Seminal and key studies on local, regional and national systems for effectively and cost-effectively providing treatment. Explores whether payment by results stifles patient-centred practice or stretches services beyond comfort zones, the surprising results of a randomised trial of service-improvement mechanisms, and the multiple answers to how many drinkers should be in treatment. See the remaining four cells in row 2 of the matrix for more on generic features of medical and psychosocial therapies. 

What is this cell about? How across an administrative area to engineer an effective and cost-effective mix of services which offers patients/clients appropriate options for entering and moving between services or using them in parallel. Involves commissioning, contracting and purchasing decisions to meet local needs in the context of resource constraints and national policy. Activities include: needs assessment; restructuring services or re-tendering; contractual requirements on services to demonstrate evidence-based practice, meet standards, and implement performance monitoring; and financial or other rewards/sanctions linked to activity, quality or outcomes.
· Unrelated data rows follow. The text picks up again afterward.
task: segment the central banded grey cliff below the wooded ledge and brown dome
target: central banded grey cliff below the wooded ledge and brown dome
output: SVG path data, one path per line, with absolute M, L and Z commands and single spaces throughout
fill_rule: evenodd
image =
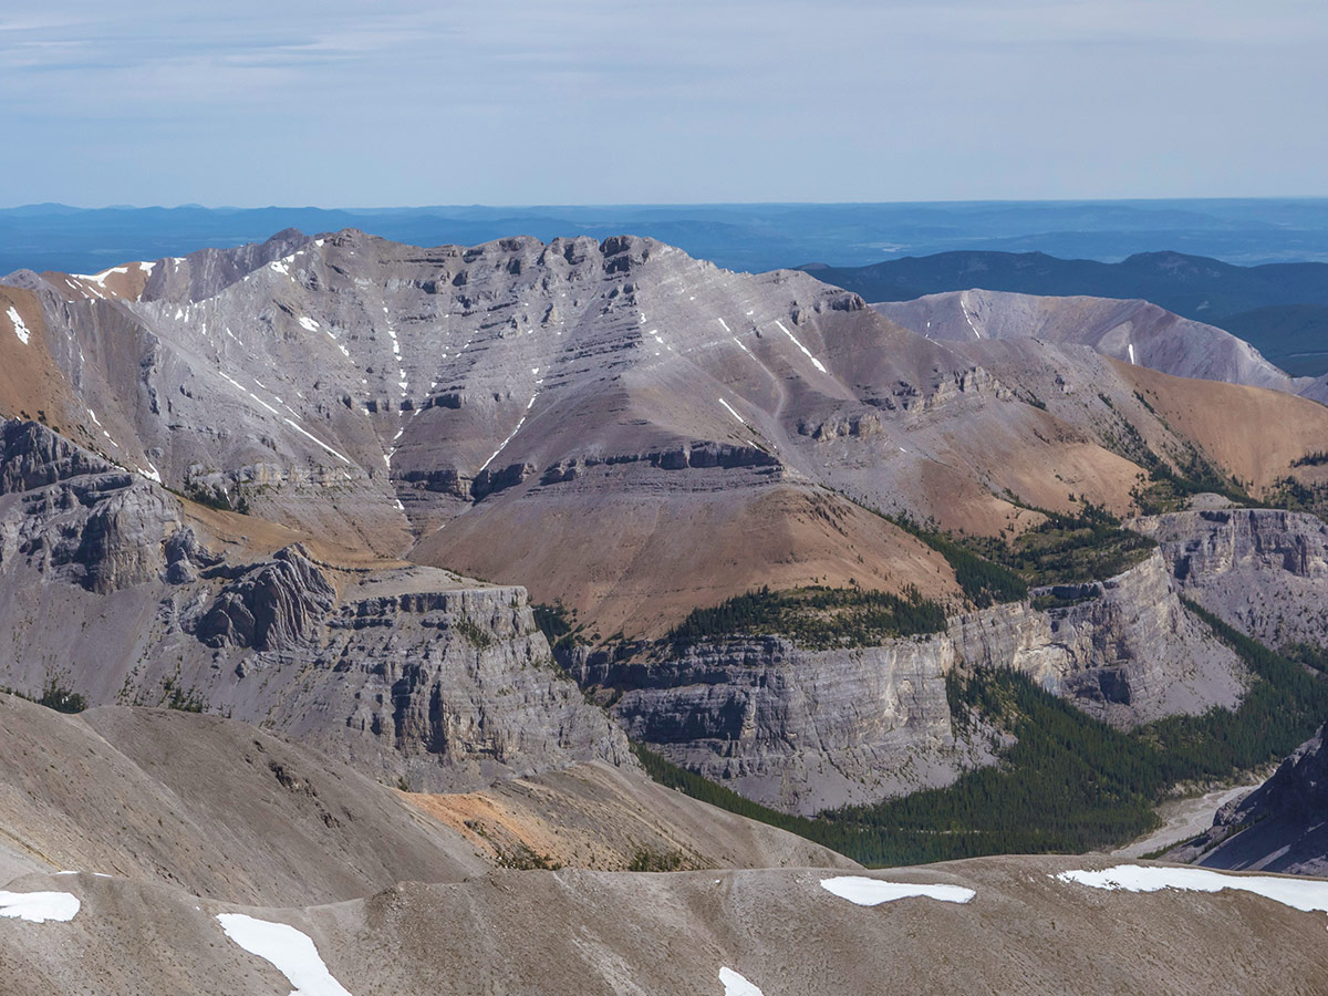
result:
M 705 643 L 659 660 L 582 663 L 622 691 L 628 734 L 675 764 L 811 814 L 954 781 L 989 754 L 956 745 L 946 640 L 811 652 L 780 637 Z

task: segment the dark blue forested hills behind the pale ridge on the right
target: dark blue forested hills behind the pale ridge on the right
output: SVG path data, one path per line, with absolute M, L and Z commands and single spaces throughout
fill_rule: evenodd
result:
M 1240 267 L 1181 252 L 1143 252 L 1120 263 L 1042 252 L 942 252 L 857 268 L 802 268 L 869 301 L 971 288 L 1142 299 L 1244 339 L 1292 376 L 1328 373 L 1328 263 Z

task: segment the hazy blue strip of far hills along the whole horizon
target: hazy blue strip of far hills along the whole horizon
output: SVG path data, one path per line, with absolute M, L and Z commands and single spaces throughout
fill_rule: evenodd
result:
M 96 274 L 126 259 L 259 242 L 282 228 L 363 228 L 416 246 L 631 234 L 746 271 L 809 260 L 855 267 L 954 250 L 1121 260 L 1169 248 L 1243 266 L 1328 260 L 1323 198 L 340 208 L 48 203 L 0 208 L 0 274 L 19 267 Z

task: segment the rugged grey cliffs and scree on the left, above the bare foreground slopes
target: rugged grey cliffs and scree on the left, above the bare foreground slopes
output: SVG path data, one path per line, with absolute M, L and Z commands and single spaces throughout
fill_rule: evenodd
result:
M 300 544 L 228 552 L 142 475 L 32 422 L 0 438 L 0 684 L 224 712 L 440 790 L 633 764 L 554 668 L 523 588 Z

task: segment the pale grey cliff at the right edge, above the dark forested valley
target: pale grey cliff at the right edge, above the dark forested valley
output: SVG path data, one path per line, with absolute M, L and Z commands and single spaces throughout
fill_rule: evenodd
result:
M 1177 584 L 1272 647 L 1328 643 L 1328 525 L 1276 509 L 1215 509 L 1137 519 Z

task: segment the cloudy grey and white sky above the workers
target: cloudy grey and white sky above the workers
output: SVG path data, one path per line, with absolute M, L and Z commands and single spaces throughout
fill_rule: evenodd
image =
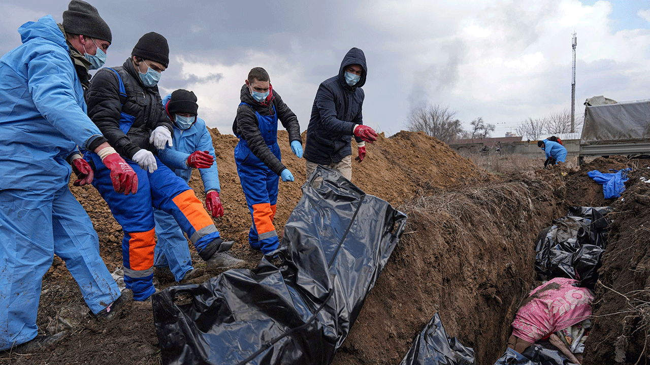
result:
M 274 90 L 307 128 L 318 84 L 351 47 L 369 73 L 363 120 L 387 135 L 413 108 L 447 105 L 466 127 L 477 117 L 495 136 L 525 118 L 571 108 L 571 34 L 577 32 L 576 114 L 588 97 L 650 99 L 650 1 L 361 0 L 90 1 L 109 24 L 105 66 L 120 66 L 138 38 L 170 44 L 161 94 L 193 90 L 209 127 L 232 133 L 248 71 L 268 71 Z M 0 0 L 0 55 L 16 29 L 68 1 Z M 1 81 L 0 81 L 1 82 Z M 164 95 L 162 95 L 164 96 Z

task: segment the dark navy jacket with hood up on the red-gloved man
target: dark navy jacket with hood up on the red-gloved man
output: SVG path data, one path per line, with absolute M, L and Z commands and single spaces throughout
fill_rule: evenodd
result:
M 361 79 L 354 86 L 349 86 L 345 81 L 345 68 L 351 64 L 359 64 L 363 68 Z M 307 127 L 305 159 L 329 165 L 352 155 L 350 136 L 354 135 L 356 124 L 363 124 L 361 106 L 364 94 L 361 86 L 365 84 L 367 73 L 363 51 L 352 48 L 341 62 L 339 75 L 318 86 Z M 355 139 L 361 142 L 361 139 Z

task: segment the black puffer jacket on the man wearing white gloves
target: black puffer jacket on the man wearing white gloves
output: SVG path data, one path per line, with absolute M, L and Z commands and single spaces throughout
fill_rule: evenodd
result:
M 151 131 L 164 125 L 174 135 L 174 126 L 162 106 L 158 86 L 148 88 L 142 84 L 131 58 L 113 69 L 122 78 L 126 97 L 120 96 L 118 75 L 108 68 L 100 69 L 88 90 L 88 116 L 122 157 L 132 160 L 140 149 L 156 153 L 155 147 L 149 144 Z M 134 119 L 127 133 L 120 129 L 121 113 Z

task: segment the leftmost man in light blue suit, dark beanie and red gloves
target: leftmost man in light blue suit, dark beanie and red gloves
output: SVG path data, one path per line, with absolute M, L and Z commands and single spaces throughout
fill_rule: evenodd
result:
M 97 9 L 73 0 L 62 25 L 44 16 L 18 32 L 23 44 L 0 58 L 0 350 L 29 352 L 64 336 L 37 336 L 42 278 L 54 255 L 96 316 L 114 316 L 131 295 L 120 294 L 68 188 L 70 164 L 75 185 L 93 180 L 77 146 L 109 166 L 116 194 L 135 192 L 137 177 L 86 116 L 88 69 L 101 66 L 112 40 Z

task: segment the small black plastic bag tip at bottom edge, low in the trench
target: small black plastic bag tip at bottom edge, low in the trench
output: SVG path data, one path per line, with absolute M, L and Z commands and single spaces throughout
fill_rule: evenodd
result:
M 447 336 L 440 316 L 436 313 L 400 365 L 473 365 L 474 349 L 463 346 L 458 338 Z

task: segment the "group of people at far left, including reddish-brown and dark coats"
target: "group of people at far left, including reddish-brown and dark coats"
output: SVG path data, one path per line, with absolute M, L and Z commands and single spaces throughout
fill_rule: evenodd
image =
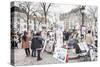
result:
M 18 38 L 17 34 L 13 34 L 11 38 L 11 48 L 18 48 Z M 31 40 L 31 50 L 32 53 L 30 54 L 30 41 Z M 40 57 L 40 53 L 42 50 L 43 44 L 42 44 L 42 38 L 40 32 L 33 33 L 31 38 L 28 36 L 28 32 L 24 31 L 24 34 L 21 37 L 21 48 L 25 50 L 26 57 L 29 57 L 30 55 L 32 57 L 37 57 L 37 60 L 42 60 Z M 37 55 L 37 56 L 36 56 Z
At this distance from the preoccupation with intervention effectiveness, research is scarce and rarely of the ‘gold standard’ randomised controlled trial format (there are just two in this cell: 1 2). Instead researchers often have to interpret how things happen in the messy real world, attempting to isolate what may have been the active ingredients among a complex set of variables not under their control. The key limitation of such methodologies is the difficulty of establishing which (if any) of the measured influences was cause, and which effect.
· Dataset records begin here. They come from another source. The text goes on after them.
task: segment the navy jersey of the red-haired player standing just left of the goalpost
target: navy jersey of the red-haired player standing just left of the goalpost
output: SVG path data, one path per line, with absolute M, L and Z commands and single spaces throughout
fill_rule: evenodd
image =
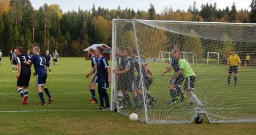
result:
M 109 63 L 107 62 L 104 56 L 98 59 L 97 62 L 97 75 L 99 81 L 107 82 L 109 75 L 107 74 L 107 67 L 109 67 Z

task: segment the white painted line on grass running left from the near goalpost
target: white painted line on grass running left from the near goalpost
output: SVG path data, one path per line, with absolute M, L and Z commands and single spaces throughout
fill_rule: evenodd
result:
M 16 112 L 109 112 L 103 110 L 18 110 L 18 111 L 0 111 L 0 113 L 16 113 Z

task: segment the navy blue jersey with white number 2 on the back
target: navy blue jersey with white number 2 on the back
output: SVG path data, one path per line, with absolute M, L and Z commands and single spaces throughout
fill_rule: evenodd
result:
M 39 55 L 39 54 L 33 55 L 31 56 L 29 61 L 34 64 L 35 73 L 37 73 L 37 75 L 39 73 L 46 73 L 45 58 L 43 58 L 42 55 Z

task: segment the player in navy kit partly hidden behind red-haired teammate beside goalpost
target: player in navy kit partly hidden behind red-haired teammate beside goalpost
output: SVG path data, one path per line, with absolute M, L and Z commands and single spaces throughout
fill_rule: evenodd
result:
M 89 73 L 87 73 L 86 78 L 90 77 L 90 75 L 92 75 L 95 72 L 95 70 L 97 69 L 97 62 L 98 62 L 97 56 L 94 55 L 93 48 L 90 48 L 87 54 L 91 58 L 91 67 L 93 69 L 91 69 L 91 71 Z M 89 99 L 91 101 L 91 104 L 98 103 L 95 89 L 94 89 L 94 85 L 97 84 L 97 79 L 98 79 L 98 76 L 95 76 L 93 79 L 91 79 L 90 84 L 89 84 L 90 92 L 91 92 L 91 95 L 93 96 Z

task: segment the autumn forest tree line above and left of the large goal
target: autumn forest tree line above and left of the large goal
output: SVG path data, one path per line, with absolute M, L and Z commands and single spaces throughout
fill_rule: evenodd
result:
M 171 21 L 206 22 L 256 22 L 256 0 L 252 0 L 251 11 L 237 10 L 235 3 L 225 9 L 217 9 L 217 3 L 206 3 L 197 9 L 197 3 L 185 10 L 166 7 L 162 13 L 130 8 L 106 9 L 92 5 L 90 10 L 66 11 L 59 5 L 43 5 L 34 9 L 29 0 L 0 0 L 0 50 L 7 55 L 15 47 L 31 50 L 33 46 L 42 51 L 58 50 L 61 56 L 83 56 L 82 50 L 94 43 L 111 46 L 111 24 L 113 18 L 156 19 Z

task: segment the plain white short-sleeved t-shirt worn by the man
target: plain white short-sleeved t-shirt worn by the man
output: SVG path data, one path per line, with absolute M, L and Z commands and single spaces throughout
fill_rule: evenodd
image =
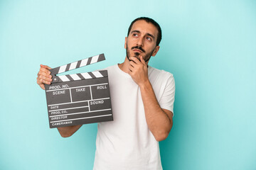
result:
M 94 169 L 162 169 L 159 142 L 146 124 L 139 86 L 117 64 L 107 71 L 114 121 L 98 123 Z M 173 75 L 153 67 L 148 74 L 161 108 L 174 113 Z

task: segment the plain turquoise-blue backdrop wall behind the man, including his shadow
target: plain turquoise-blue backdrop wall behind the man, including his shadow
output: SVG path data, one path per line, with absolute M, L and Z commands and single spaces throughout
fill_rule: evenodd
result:
M 163 31 L 149 64 L 174 74 L 174 127 L 164 169 L 256 169 L 256 1 L 0 1 L 0 169 L 92 169 L 97 124 L 72 137 L 50 129 L 40 64 L 105 53 L 124 61 L 134 18 Z M 74 72 L 74 73 L 75 73 Z M 73 72 L 69 72 L 73 73 Z

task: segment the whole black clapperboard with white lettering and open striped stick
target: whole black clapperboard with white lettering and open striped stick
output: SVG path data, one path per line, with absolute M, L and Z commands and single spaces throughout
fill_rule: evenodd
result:
M 56 76 L 105 60 L 104 54 L 50 69 L 46 84 L 50 128 L 113 120 L 107 70 Z

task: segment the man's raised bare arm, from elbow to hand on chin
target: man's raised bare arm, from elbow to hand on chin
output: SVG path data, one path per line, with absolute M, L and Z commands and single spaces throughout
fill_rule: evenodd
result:
M 131 57 L 131 60 L 129 74 L 140 87 L 146 123 L 157 141 L 165 140 L 173 125 L 172 112 L 159 106 L 143 58 L 140 57 L 141 62 L 136 57 Z

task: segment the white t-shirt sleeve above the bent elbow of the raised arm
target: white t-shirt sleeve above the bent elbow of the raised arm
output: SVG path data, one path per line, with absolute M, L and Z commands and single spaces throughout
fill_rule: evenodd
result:
M 159 105 L 161 108 L 171 111 L 174 113 L 174 96 L 175 96 L 175 81 L 174 76 L 171 74 L 166 81 L 164 93 L 161 96 Z

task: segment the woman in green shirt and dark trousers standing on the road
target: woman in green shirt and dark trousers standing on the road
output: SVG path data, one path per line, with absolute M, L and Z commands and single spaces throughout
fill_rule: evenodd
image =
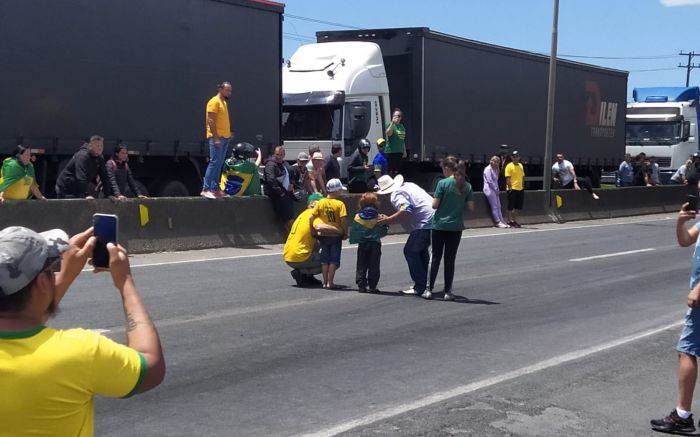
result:
M 423 297 L 430 299 L 435 286 L 435 279 L 440 270 L 443 250 L 445 252 L 445 300 L 454 300 L 452 294 L 452 280 L 455 275 L 455 259 L 457 249 L 462 240 L 464 229 L 464 205 L 474 211 L 472 200 L 472 186 L 466 180 L 466 166 L 454 156 L 448 156 L 442 160 L 442 173 L 445 179 L 441 180 L 435 188 L 433 195 L 432 246 L 433 257 L 430 266 L 430 288 L 428 295 Z

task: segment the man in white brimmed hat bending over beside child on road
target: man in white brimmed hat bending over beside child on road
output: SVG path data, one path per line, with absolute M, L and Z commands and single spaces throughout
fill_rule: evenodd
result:
M 407 217 L 411 233 L 406 240 L 403 254 L 408 264 L 408 271 L 413 286 L 402 293 L 422 295 L 428 288 L 428 263 L 430 262 L 430 230 L 435 210 L 433 198 L 424 189 L 412 182 L 404 182 L 400 174 L 392 178 L 384 175 L 377 181 L 377 194 L 390 195 L 391 205 L 396 212 L 378 220 L 379 223 L 391 223 L 401 217 Z

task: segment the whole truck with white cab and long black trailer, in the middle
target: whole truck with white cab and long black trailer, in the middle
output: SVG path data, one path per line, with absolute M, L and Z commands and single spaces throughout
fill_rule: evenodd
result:
M 543 166 L 553 163 L 543 156 L 548 56 L 426 27 L 318 32 L 316 40 L 283 67 L 288 156 L 340 145 L 347 157 L 360 139 L 385 136 L 397 107 L 407 130 L 405 177 L 430 189 L 451 154 L 467 162 L 480 189 L 484 166 L 507 144 L 523 157 L 528 185 L 541 186 Z M 595 185 L 624 155 L 627 75 L 557 60 L 553 151 Z

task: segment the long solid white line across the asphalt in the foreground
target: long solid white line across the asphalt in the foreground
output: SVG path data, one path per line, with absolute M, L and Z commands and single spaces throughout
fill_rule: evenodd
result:
M 470 384 L 465 384 L 461 385 L 458 387 L 455 387 L 451 390 L 443 391 L 443 392 L 438 392 L 431 394 L 429 396 L 426 396 L 421 399 L 417 399 L 413 402 L 408 402 L 405 404 L 397 405 L 394 407 L 387 408 L 382 411 L 378 411 L 376 413 L 370 414 L 368 416 L 354 419 L 354 420 L 349 420 L 347 422 L 340 423 L 338 425 L 334 425 L 330 428 L 326 428 L 320 431 L 315 431 L 315 432 L 310 432 L 306 434 L 302 434 L 303 437 L 326 437 L 326 436 L 334 436 L 343 432 L 347 432 L 351 429 L 360 427 L 360 426 L 366 426 L 366 425 L 371 425 L 373 423 L 389 419 L 394 416 L 398 416 L 400 414 L 407 413 L 409 411 L 417 410 L 419 408 L 424 408 L 428 407 L 430 405 L 434 405 L 439 402 L 446 401 L 448 399 L 452 399 L 458 396 L 463 396 L 472 392 L 475 392 L 477 390 L 481 390 L 483 388 L 488 388 L 491 386 L 494 386 L 496 384 L 500 384 L 503 382 L 511 381 L 513 379 L 519 378 L 521 376 L 526 376 L 530 375 L 532 373 L 539 372 L 541 370 L 546 370 L 551 367 L 558 366 L 560 364 L 565 364 L 571 361 L 575 360 L 580 360 L 582 358 L 586 358 L 590 355 L 596 354 L 598 352 L 603 352 L 609 349 L 613 349 L 618 346 L 625 345 L 627 343 L 631 343 L 637 340 L 641 340 L 643 338 L 658 334 L 663 331 L 667 331 L 669 329 L 673 328 L 678 328 L 683 324 L 683 321 L 678 321 L 675 323 L 671 323 L 665 326 L 662 326 L 660 328 L 655 328 L 655 329 L 650 329 L 644 332 L 641 332 L 639 334 L 633 334 L 629 335 L 626 337 L 619 338 L 617 340 L 612 340 L 606 343 L 599 344 L 597 346 L 592 346 L 589 348 L 581 349 L 578 351 L 566 353 L 563 355 L 559 355 L 544 361 L 540 361 L 538 363 L 532 364 L 530 366 L 522 367 L 520 369 L 512 370 L 510 372 L 506 372 L 497 376 L 493 376 L 491 378 L 486 378 L 482 379 L 480 381 L 472 382 Z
Applicability of evaluation research to the real world is always a concern, but one sharpened in the current era by the fact that rather than ‘getting better’, services are focused on ‘getting by’. In this context, evidence and evidence-based guidelines may not be able (report listed above) to adequately influence practice. Research may, for example, indicate the desirability of local treatment systems being able to detoxify patients in hospital if needed and refer them to the shelter of a residential facility to solidify their recovery, but in 2017 a survey of alcohol services and alcohol-involved professionals in England found most could not say there was sufficient local access to these services. The main reason was the squeeze on funding: “In comments, respondents repeatedly said there was simply no money, especially for [rehabilitation] services.” The same year a survey of substance use services in England warned that “the capacity of the sector to respond to further cuts has been seriously eroded”. Instead of targeting the “comprehensive and high quality services” needed to actualise the government’s recovery agenda, service providers were concerned about being able to maintain the basics of “safety and quality in an environment where the pace of change has not yet steadied”.